Jesus Can't Be the Answer...
... to Our American Problems
I had a realization this week. It’s something I already knew and have thought about before, but in the moment, it stuck me as particularly profound.
A missionary I used to work with shared a politically conservative post about the current events in Minnesota. The post he shared was from Armstrong Williams, who made a number of wild assertions, including the idea that the reason for the violence in Minneapolis is a direct result of the chaos being caused by the protestors, specifically because the protestors are somehow motivated by “power.”
It’s laughable to me that you have men with guns and masks and military style uniforms, but the ones accused of being power hungry, are the grandmas holding signs and shouting for ICE to leave their neighborhood.
But anyway…
I don’t really want to get into all that. What struck me was less a political point than something related to religion and spirituality.
After we had exchanged some polite disagreements about the political situation, my missionary friend—who has written some Christian books, successfully trained many church leaders, and is a very kind and graceful man—concluded with these words:
“One thing we can agree on is how much we need Jesus in the midst.”
Immediately, a hearty “Yes!” began welling up in my soul. As the “Y-E-S” worked its way down my arms to my fingers and was about to initiate an affirmative tap-tap-tap on the keyboard, some cognitive dissonance announced itself in my psyche.
I paused. “Wait a second,” I thought, “which Jesus is he talking about?” As much as I consider my missionary friend a brother, I am also aware that we have some divergent views on the person and character of Jesus. If my Jesus and his Jesus are categorically different in some significant ways, then agreeing to have Jesus in our midst is not really a meaningful, is it? What exactly would we be agreeing to?
My fingers moved from “Y-E-S” on the keyboard to a bunch of other letters that spelled out the following:
“… I’m not sure we can even agree on that [needing Jesus in our midst]. I hate the thought, but I don’t think my Jesus looks like your Jesus. And my Jesus definitely doesn’t look like the Jesus represented by the cross that Karoline Leavitt [White House Press Secretary] wears around her neck.”
Another commenter responded right after this, declaring that “nobody owns Jesus”—and then went on to unwittingly hammer home my point by describing his, apparently indisputable, version of the Son of God.
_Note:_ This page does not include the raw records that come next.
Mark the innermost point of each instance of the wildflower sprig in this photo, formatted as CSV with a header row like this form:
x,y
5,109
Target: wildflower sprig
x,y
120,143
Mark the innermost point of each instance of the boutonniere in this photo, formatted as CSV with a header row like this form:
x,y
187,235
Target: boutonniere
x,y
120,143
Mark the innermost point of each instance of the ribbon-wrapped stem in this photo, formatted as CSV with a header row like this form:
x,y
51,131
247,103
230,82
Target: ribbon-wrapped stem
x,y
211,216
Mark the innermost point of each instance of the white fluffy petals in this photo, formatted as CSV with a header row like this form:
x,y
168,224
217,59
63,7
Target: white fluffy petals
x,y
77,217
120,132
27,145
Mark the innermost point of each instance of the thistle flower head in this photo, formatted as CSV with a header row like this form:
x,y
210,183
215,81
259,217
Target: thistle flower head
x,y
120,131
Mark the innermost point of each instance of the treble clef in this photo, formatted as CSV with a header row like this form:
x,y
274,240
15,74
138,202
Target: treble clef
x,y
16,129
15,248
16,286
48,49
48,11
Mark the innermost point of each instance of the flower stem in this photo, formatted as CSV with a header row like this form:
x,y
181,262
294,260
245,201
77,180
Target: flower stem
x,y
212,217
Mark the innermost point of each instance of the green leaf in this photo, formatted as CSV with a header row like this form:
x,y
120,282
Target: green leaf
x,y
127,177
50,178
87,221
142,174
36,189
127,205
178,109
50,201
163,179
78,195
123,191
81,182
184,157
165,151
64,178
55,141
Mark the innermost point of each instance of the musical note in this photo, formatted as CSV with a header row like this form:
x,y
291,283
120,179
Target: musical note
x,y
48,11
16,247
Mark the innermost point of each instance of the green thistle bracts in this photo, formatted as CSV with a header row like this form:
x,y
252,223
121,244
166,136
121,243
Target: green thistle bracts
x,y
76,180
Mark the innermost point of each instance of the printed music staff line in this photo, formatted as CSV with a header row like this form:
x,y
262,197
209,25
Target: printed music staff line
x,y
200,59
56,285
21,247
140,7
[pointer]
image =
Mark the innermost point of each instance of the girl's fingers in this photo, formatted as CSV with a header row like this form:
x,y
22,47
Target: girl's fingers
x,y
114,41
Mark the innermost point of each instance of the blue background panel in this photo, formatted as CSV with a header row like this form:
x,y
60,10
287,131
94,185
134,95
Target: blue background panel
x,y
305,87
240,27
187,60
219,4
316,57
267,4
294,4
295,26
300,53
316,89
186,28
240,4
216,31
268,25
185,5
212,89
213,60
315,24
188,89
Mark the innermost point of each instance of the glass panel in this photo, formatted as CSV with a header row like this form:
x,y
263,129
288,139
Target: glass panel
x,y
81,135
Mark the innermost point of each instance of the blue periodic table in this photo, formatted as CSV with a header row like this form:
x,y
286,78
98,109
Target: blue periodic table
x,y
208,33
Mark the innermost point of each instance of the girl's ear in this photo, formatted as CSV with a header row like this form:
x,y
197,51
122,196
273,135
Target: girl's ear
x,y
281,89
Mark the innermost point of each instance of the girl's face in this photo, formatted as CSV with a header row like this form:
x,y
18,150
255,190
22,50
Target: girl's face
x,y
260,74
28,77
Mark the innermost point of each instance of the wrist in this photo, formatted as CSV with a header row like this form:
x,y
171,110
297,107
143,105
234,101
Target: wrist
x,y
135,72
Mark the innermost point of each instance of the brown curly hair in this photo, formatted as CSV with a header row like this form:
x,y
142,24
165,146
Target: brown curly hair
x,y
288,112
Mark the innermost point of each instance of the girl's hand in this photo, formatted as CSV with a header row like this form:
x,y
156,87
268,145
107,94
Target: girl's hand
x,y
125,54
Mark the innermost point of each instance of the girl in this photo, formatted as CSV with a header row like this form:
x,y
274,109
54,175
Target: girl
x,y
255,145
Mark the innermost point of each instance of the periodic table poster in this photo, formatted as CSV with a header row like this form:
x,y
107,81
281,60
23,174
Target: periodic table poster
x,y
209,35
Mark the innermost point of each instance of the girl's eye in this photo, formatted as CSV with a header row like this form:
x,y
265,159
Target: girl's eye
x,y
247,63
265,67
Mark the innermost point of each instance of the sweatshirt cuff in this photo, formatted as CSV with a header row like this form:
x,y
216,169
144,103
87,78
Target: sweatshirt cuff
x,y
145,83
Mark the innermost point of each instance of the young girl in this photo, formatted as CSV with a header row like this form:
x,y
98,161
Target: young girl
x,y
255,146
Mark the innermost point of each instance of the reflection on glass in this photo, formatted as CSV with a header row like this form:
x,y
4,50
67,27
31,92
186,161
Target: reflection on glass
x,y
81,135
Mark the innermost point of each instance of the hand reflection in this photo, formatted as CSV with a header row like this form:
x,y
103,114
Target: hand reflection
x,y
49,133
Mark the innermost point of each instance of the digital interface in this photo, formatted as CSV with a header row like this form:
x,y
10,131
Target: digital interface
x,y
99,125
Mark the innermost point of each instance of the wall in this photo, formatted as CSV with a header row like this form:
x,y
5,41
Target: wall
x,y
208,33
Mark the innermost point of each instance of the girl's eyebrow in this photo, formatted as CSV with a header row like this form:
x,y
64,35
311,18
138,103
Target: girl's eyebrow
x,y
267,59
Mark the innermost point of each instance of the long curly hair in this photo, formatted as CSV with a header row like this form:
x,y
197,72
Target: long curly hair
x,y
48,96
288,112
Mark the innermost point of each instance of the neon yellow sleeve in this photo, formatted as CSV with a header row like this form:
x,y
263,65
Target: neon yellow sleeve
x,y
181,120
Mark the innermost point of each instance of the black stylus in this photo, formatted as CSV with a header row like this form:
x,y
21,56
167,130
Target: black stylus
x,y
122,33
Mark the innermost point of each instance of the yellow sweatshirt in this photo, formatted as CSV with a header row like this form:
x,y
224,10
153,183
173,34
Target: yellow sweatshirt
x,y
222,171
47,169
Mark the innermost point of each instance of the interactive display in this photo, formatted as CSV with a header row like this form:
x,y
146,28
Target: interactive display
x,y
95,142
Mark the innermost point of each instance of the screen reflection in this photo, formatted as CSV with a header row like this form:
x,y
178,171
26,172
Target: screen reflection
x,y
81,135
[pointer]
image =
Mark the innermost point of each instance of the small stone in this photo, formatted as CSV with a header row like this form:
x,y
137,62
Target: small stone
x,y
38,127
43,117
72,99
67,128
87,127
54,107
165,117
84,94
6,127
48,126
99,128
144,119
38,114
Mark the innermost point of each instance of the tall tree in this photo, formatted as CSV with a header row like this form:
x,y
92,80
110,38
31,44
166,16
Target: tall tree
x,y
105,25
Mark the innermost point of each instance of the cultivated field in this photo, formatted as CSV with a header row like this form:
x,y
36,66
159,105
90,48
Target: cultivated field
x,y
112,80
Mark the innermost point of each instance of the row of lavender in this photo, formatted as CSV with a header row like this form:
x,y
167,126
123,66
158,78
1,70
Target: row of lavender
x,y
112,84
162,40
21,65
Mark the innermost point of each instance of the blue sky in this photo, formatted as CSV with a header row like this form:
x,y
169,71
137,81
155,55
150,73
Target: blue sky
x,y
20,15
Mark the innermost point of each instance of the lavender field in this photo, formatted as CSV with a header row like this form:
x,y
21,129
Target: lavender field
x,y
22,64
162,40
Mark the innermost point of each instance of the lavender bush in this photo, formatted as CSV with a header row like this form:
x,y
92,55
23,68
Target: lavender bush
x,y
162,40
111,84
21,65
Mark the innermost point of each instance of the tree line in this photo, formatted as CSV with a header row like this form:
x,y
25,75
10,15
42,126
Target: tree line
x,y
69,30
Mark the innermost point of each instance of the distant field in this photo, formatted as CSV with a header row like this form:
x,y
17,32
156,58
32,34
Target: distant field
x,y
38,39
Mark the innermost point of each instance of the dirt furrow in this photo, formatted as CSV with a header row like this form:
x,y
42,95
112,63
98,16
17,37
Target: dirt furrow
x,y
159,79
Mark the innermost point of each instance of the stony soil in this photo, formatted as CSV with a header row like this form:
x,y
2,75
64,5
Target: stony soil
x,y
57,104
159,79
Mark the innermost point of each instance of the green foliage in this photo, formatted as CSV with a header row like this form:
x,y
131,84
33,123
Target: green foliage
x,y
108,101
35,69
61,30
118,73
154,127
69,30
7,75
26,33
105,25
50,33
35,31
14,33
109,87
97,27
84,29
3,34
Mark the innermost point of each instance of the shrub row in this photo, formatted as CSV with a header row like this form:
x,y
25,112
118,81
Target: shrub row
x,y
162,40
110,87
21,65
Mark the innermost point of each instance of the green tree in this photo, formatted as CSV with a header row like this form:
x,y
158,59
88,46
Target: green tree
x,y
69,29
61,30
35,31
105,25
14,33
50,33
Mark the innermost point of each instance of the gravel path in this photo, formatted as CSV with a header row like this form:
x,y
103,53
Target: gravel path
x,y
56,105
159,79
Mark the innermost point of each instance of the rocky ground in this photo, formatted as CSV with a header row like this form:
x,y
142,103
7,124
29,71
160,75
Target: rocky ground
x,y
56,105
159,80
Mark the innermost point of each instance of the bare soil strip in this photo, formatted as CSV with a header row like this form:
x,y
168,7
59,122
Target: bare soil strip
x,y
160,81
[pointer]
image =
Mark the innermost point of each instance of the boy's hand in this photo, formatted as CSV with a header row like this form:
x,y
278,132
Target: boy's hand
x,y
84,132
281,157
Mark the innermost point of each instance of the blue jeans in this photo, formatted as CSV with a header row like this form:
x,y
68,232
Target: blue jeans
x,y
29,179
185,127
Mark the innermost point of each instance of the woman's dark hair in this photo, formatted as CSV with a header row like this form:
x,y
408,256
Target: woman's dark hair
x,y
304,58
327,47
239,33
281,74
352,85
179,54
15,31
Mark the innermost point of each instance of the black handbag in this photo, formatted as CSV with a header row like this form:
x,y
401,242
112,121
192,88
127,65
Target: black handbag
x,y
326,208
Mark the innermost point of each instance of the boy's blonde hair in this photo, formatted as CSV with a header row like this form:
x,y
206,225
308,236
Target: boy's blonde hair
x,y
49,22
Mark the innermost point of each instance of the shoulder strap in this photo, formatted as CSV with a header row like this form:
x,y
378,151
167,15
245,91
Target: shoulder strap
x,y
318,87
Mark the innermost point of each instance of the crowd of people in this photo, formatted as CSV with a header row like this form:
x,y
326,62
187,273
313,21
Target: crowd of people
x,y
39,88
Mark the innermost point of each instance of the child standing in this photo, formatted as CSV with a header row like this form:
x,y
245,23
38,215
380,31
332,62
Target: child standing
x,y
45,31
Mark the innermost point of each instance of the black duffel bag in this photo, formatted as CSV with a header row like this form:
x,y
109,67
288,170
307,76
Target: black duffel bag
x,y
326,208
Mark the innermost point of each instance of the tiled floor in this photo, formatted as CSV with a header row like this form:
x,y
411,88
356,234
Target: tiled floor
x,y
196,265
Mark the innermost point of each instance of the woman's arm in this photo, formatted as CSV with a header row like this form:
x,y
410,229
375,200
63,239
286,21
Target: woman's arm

And this is yet to say nothing of the diverse versions of Jesus that exist in the minds of millions of non-Christian Americans.
I suppose that despite our disagreements about the person of Jesus, we could still invite the Son of God to be in the midst of our troubled political situations. What could it hurt? If Jesus is real, couldn’t his presence benefit our American situation, even in spite of our good or bad ideas about who he really is?
Sadly, I still think the answer is no. It’s no because Jesus doesn’t show up hovering on a low cloud, poised to aim his charged finger at the violence to dispel it. In reality, Jesus shows up through real people.
And if Jesus shows up through real people, we’re back to that complication that people act on Jesus’ behalf out of their own understandings of who they believe the Son of God to be.
In fact, I wouldn’t be surprised if many of the ICE agents view their job as motivated and empowered by Jesus working in and through them. Conversely, there are certainly a large number of protestors who recognize Christ in them, pushing back against this governmental aggression and overreach.
Since I started writing this, protestors interrupted a church service in St. Paul on Sunday, January 18th, with the intent of informing the congregation that one of their pastors is the acting field office director for ICE enforcement and removal operations in their city.
Apparently, we don’t need to agree for it to be so. It appears “Jesus” is already in our midst. And it is not very helpful. One could even make an argument that this “presence of Jesus in our midst” is actually making things worse.
If Americans don’t agree who Jesus is, he can’t be the answer to our problems. The answer must lie elsewhere.
What do you think?





Eric, I sense that this is a far more important post than even you may realise. Especially the recognition that having "Jesus in the midst" makes things worse when we can't agree on who Jesus is. We all tend to create Jesus in our own image to some extent. And what we believe about Jesus often reveals more about us than it does about Jesus.
And so, as you rightly say, the answer to our problems - and not just those in the USA, but our problems globally - must lie elsewhere. But where that might be and how we can come to an agreement about it is equally challenging…
Thank you for a really challenging, truth-telling, and insightful post.